A aggressive blood cancer, which primarily affects children, has 15 different subtypes, each associated with a specific outcome and response to medication, according to a genomic analysis 1. The work promises to improve treatment — for example, sparing some children from the harshest chemotherapy regimens and giving others the latest immunotherapies.

This detailed classification paves the way for targeted therapies, researchers say, and offers people with T cell acute lymphoblastic leukemia (T-ALL) Hope, which accounts for approximately 5% of all pediatric cancers. The ones in todayNaturePublished work could help predict who is less likely to respond to treatment and help doctors choose more effective therapies from the start.

“It's a great study that will be a very rich resource for anyone treating T-ALL patients,” says Jan Cools, a leukemia genetics researcher at the Flemish Institute of Biotechnology in Ghent, Belgium, who was not involved in the research.

A degenerated stem cell

T-ALL occurs when a mutated stem cell in the bone marrow produces large amounts of abnormal T cells, a type of immune cell. Although survival rates for T-ALL have improved with advances in chemotherapy, 15-20% of children and teenagers experience relapses or have forms of the disease that do not respond to standard treatment, according to study co-author David Teachey, a pediatric oncologist and researcher at the Children's Hospital of Philadelphia in Pennsylvania.
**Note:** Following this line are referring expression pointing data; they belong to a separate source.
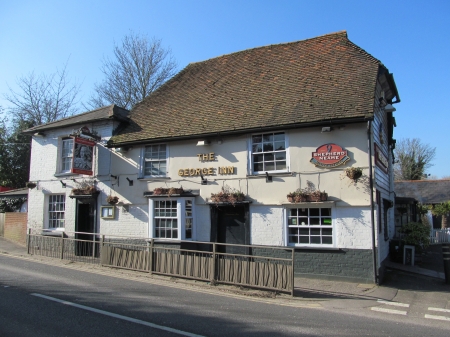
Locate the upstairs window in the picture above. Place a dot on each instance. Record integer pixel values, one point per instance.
(310, 226)
(172, 218)
(66, 155)
(155, 161)
(268, 153)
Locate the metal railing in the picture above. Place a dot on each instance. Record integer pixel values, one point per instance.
(263, 267)
(440, 236)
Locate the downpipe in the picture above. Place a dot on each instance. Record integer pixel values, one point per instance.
(372, 207)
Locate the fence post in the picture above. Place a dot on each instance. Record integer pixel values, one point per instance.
(62, 245)
(28, 240)
(150, 258)
(102, 241)
(293, 278)
(213, 272)
(93, 245)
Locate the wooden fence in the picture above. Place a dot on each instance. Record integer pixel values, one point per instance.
(274, 270)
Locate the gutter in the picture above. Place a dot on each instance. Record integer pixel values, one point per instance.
(372, 207)
(330, 122)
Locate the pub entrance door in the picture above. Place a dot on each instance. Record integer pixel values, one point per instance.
(230, 224)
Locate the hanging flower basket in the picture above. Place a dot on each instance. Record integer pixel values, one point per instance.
(112, 200)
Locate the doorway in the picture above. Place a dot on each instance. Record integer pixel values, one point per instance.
(229, 224)
(85, 227)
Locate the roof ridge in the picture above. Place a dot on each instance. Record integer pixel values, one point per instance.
(342, 32)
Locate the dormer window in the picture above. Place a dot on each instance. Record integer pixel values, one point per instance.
(66, 155)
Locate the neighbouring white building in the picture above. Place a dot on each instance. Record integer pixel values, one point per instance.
(264, 122)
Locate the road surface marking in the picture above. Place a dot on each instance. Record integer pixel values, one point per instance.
(390, 311)
(297, 303)
(441, 318)
(125, 318)
(397, 304)
(439, 309)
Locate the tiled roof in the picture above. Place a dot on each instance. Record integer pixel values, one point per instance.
(103, 113)
(424, 191)
(19, 192)
(310, 81)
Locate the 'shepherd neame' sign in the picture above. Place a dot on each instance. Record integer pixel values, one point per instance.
(329, 155)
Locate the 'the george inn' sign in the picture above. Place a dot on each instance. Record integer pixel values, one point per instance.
(329, 155)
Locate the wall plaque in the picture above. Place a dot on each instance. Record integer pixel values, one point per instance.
(329, 155)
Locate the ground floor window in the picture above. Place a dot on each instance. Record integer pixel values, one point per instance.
(56, 211)
(310, 226)
(171, 218)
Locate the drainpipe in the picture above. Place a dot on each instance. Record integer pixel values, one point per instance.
(372, 207)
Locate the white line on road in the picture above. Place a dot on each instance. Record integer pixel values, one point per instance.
(441, 318)
(439, 309)
(125, 318)
(397, 304)
(390, 311)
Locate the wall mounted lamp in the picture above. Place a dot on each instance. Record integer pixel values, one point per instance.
(389, 108)
(204, 181)
(203, 143)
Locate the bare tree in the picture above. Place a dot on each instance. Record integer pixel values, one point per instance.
(43, 99)
(413, 158)
(140, 66)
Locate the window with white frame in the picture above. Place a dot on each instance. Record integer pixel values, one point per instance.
(56, 211)
(268, 152)
(310, 226)
(155, 161)
(172, 218)
(66, 155)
Therefore, it is important to find better biological markers that can predict which people with T-ALL need targeted therapies or new treatment approaches.

Previously, research had identified different subtypes of T-ALL, but no study was large enough to reliably predict a person's disease progression based on genetic changes alone. So Teachey and his colleagues analyzed the entire DNA sequence of both tumor cells and healthy cells from more than 1,300 people with T-ALL who received the same treatment. The researchers also examined cellular RNA to understand how gene activity was altered in the cancer samples.
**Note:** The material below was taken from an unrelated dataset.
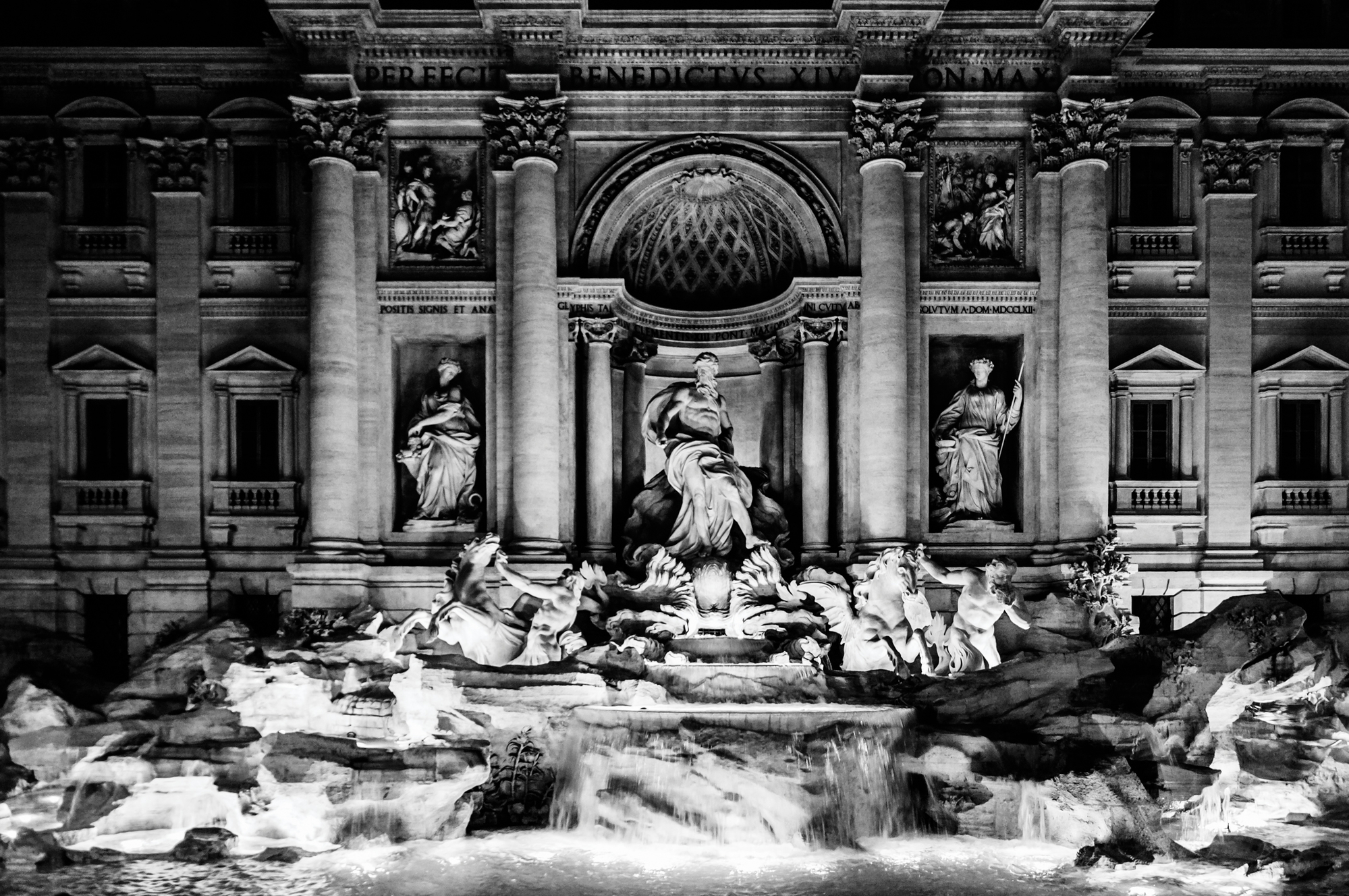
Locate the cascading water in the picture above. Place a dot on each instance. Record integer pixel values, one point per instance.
(737, 774)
Linking genome and outcome

The analysis revealed 15 different T-ALL subtypes, some previously uncharacterized. Each subtype showed unique genetic alterations and gene expression patterns. People with certain subtypes were more likely to have cancer cells remaining in the body after treatment, which can lead to a relapse of the disease. People with other subtypes were more likely to survive and remain cancer-free, and one subtype was more likely to lead to another type of cancer elsewhere in the body, the researchers found.

The analysis also showed that almost 60% of the genetic changes associated with T-ALL DNA sections occur that do not produce proteins but can influence gene activity. These changes often led to inappropriate activation of genes and contributed to cancer development.
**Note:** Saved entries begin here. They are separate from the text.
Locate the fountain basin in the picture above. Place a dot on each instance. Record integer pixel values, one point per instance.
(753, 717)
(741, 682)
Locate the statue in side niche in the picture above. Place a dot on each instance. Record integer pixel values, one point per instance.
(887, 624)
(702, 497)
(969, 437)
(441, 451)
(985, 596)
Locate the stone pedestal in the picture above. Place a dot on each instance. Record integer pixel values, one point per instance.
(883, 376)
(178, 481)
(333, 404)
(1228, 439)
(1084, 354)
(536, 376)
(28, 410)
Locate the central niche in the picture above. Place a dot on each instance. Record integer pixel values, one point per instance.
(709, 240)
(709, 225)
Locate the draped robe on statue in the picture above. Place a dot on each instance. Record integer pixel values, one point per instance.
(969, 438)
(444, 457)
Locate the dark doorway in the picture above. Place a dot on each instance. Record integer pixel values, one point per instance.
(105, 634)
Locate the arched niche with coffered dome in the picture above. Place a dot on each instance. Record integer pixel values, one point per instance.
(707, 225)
Using genetic and clinical data, researchers classified T-ALL by risk level: very high, high, low and very low. This classification could help doctors tailor treatments by recommending stronger chemotherapy or new immunotherapies for high-risk people and less aggressive treatments for those at lower risk, Cools says.

The study attracted participants from the United States, Canada, Australia, Switzerland and New Zealand. Because a person's genetic history can influence their response to treatment, the results need to be validated in different populations, says study co-author Charles Mullighan, a hematologist at St. Jude Children's Research Hospital in Memphis, Tennessee.

The research also highlights the need to analyze the entire DNA sequence of tumor cells in people with T-ALL. Although this 'whole genome sequencing' is not yet widely used due to its cost, Mullighan expects it to become more common in the future. “Studies like this make a compelling case that we should increasingly pursue whole-genome sequencing for this type of leukemia.”